This guide will explain how you can ingest a CSV file that contains listed objects within your AWS S3 Cloud storage.
This gives you the ability to do mass ingests of files that reside in AWS on a grand scale.
The Process works as follows:
- Listing each file of a specific AWS S3 Directory into a text file.
- Converting the text file into a CSV
- Confirming the CSV information and Curator Configuration
- Ingesting the CSV into Curator to create placeholder assets
- Placeholder assets scavenged for Proxy creation/Mediainfo etc
- Assets completed ingest, and are useable for editing etc.
It is assumed that you have followed this guide: How to run AWS list objects - IPV Curator
The above guide will explain how to list the objects within an S3 directory in a text file. If you have not done the above, or don't know how its highly advised you follow the guide linked and then return to this article.
It's also assumed that you have Scavenges that are doing placeholder proxy creation and other steps such as MediaInfo.
If you do not have these setup you will need to configure them otherwise you will be left with just placeholder assets with no proxies/extended metadata.
Once the above guide has been followed, you should have a text file listing all of the objects you want to ingest.
Firstly we must convert the text file into a CSV file to ingest it into Curator.
To do this within Process Engine, confirm you have the following mediastore "BACKCATALOG-INGEST"
If you do not have this store, you will need to add it. Here are the following required Keys and their Values.
<BACKCATALOG-INGEST>
<BucketName>AWS S3 BUCKET NAME</BucketName>
<CSVPath>PATH WHERE YOU WANT THE CSV TO LAND</CSVPath>
<CuratorFolderPath>Library</CuratorFolderPath>
<ExcludeRegex></ExcludeRegex>
<InputType>File</InputType>
<MaxParallel>15</MaxParallel>
<MediaStoreDescription></MediaStoreDescription>
<MediaStoreTemplate>Custom</MediaStoreTemplate>
<UrlDecode>True</UrlDecode>
</BACKCATALOG-INGEST>
CONFIGURATION OPTIONS HERE
Once you have configured it the above mediastore, move on to the next step.

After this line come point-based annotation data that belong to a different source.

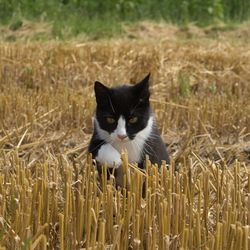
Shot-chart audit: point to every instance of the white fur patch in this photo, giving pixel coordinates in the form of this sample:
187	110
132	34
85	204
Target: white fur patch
120	129
134	147
109	155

Navigate to the Process Definitions tab and search in the filter for Utility - Start S3 Parsing for Directory
You should then find the listed workflow available, if nothing appears for the search, please reach out to the IPV Tech Ops team who will install the workflow for you.
Next, Select 'Create Instance'
Add the following into the text fields.
Mediastore = "BACKCATALOG-INGEST"
SplitFilesPrefix = ""
SplitFilesRoot = "PATH TO TEXT FILE" EXAMPLE: "\\curatorgateway\Curator\PRODUCTION\Backcatalogtxtfile\"
Once you have run the workflow, you will see an entry for the process within the Processes tab which is converting the text file into a CSV.
When complete (Green Traffic Light) you will have a CSV file in the directory which you configured earlier. We will use this CSV file to ingest.
Next, on the same Process Definitions, Tab search for Spawn - Parallel Create Placeholders from CSV again selecting 'Create Instance'
Enter the following on the Text fields.
Mediastore = "BACKCATALOG-INGEST"
IngestFileFullPath = "PATH TO YOUR CSV FILE" EXAMPLE : "\\curatorgateway\Curator\PRODUCTION\Backcatalog Csv\test.csv"
Once configured, select the 'Create Instance'
This will then go and create placeholders for each asset within the CSV file within their respective Curator Folders.
If configured the Scavenges which are creating Proxies etc should pick up these placeholders to complete their ingest process.
You may want to look into setting up separate scavenges to prioritise these ingests.
Note that you cannot create your own CSV files and ingest them, the workflow creates the CSVs in a very specific format to enable ingest, attempting to create your own CSV files to ingest will likely cause them to fail or other issues.
Please only use the process above to ingest CSV files.